We can use a similar approach to last time, but this time we may have to use frequency analysis (as suggested by the last flag!) and even bi- and trigram analysis. This means finding common letters, or common groupings of 2/3 letters, and comparing it to what would typically occur in a regular english text.
However, first off, there is very clearly a flag at the end:
qcuhUIE{K6F4G_4K41R515_15_73A10B5_702E03EU}
And we can use the same initial approach as and update the alphabet accordingly.
so there is a word P*TITIO*. According to a , that's either petition or petitios. But ahead of it, there's even more:
COgPnTITIOk
This looks like COMPETITION! Let's throw that in.

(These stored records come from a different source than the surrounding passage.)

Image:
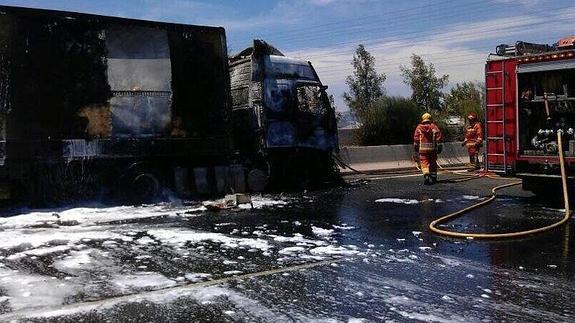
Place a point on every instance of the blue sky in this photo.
(455, 35)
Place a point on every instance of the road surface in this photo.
(358, 253)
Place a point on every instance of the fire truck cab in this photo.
(530, 98)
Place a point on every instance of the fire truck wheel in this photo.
(145, 187)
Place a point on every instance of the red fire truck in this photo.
(530, 98)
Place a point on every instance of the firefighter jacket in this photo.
(427, 136)
(473, 135)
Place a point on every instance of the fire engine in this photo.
(530, 99)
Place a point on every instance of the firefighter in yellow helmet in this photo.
(473, 139)
(427, 142)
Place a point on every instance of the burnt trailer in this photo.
(284, 125)
(92, 105)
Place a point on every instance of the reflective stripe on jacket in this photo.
(473, 134)
(427, 136)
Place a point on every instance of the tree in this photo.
(465, 98)
(389, 121)
(365, 85)
(426, 86)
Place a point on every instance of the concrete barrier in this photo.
(396, 157)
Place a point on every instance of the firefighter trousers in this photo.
(428, 163)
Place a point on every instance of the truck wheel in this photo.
(144, 188)
(257, 180)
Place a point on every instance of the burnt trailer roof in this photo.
(75, 76)
(78, 15)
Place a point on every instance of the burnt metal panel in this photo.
(139, 74)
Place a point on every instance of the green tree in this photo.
(426, 86)
(389, 121)
(465, 98)
(365, 85)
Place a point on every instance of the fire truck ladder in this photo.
(499, 139)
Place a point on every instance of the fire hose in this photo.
(433, 225)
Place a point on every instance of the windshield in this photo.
(311, 98)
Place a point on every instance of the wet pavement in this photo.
(352, 254)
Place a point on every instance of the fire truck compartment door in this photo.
(546, 66)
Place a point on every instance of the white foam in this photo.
(321, 232)
(31, 291)
(333, 250)
(397, 201)
(142, 281)
(291, 250)
(179, 236)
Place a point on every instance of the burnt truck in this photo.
(91, 106)
(530, 100)
(283, 123)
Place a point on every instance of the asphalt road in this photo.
(352, 254)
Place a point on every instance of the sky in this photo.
(456, 36)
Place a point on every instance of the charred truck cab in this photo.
(530, 99)
(284, 124)
(90, 102)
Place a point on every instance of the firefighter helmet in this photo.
(426, 117)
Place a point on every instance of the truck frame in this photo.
(91, 106)
(283, 122)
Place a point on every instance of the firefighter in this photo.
(427, 142)
(473, 139)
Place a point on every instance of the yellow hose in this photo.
(433, 225)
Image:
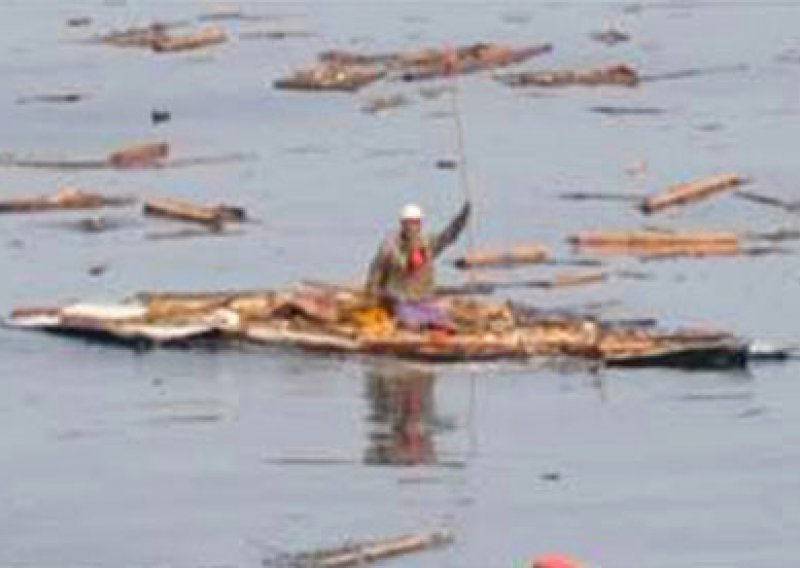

After spotting lots more words like cybersecurity etc, I get the alphabet:
alphabet = 'mjuanedsc-oxgkhqvftibzwpr-'
And we use the decrypt again:
from string import ascii_uppercase, ascii_lowercase
alphabet = 'mjuanedsc-oxgkhqvftibzwpr-'
text = 'isnfnnpctitnznfmxhisnfwnxxntimjxctsnascdstushhxuhgqbinftnubfciruhgqnicichktckuxbackdurjnfqmifchimkabturjnfusmxxnkdnisntnuhgqnicichktehubtqfcgmfcxrhktrtingtmagckctifmichkebkamgnkimxtwscusmfnznfrbtnebxmkagmfonimjxntocxxtshwnznfwnjnxcnznisnqfhqnfqbfqhtnhemscdstushhxuhgqbinftnubfciruhgqnicichkctkhihkxrihinmuszmxbmjxntocxxtjbimxthihdnitibankitckinfntinackmkanpucinamjhbiuhgqbinftucnkunanenktcznuhgqnicichktmfnheinkxmjhfchbtmeemcftmkauhgnahwkihfbkkckdusnuoxctitmkanpnubickduhkecdtufcqitheenktnhkisnhisnfsmkactsnmzcxrehubtnahknpqxhfmichkmkacgqfhzctmichkmkaheinksmtnxngnkitheqxmrwnjnxcnznmuhgqnicichkihbusckdhkisnheenktcznnxngnkitheuhgqbinftnubfcirctisnfnehfnmjniinfznscuxnehfinusnzmkdnxctgihtibankitckmgnfcumkscdstushhxtebfisnfwnjnxcnznismimkbkanftimkackdheheenktczninuskcvbntctnttnkicmxehfghbkickdmkneenuicznanenktnmkaismiisnihhxtmkauhkecdbfmichkehubtnkuhbkinfnackanenktcznuhgqnicichktahntkhixnmatibankitihokhwisncfnkngrmtneenuicznxrmtinmusckdisngihmuicznxrisckoxconmkmiimuonfqcuhuiectmkheenktcznxrhfcnkinascdstushhxuhgqbinftnubfciruhgqnicichkismitnnotihdnknfminckinfntickuhgqbinftucnkunmghkdscdstushhxnftinmusckdisngnkhbdsmjhbiuhgqbinftnubfcirihqcvbnisncfubfchtcirghiczmickdisngihnpqxhfnhkisncfhwkmkankmjxckdisngihjniinfanenkaisncfgmusckntisnexmdctqcuhUIE{K6F4G_4K41R515_15_73A10B5_702E03EU}'.lower()
dec = ''
for c in text:
if c in ascii_uppercase:
dec += ascii_uppercase[alphabet.index(c.lower())]
elif c in ascii_lowercase:
dec += ascii_lowercase[alphabet.index(c)]
else:
dec += c
print(dec)
# picoctf{n6r4m_4n41y515_15_73d10u5_702f03fc}
As we can see from the flag (and also the hint), analysis was the way to go.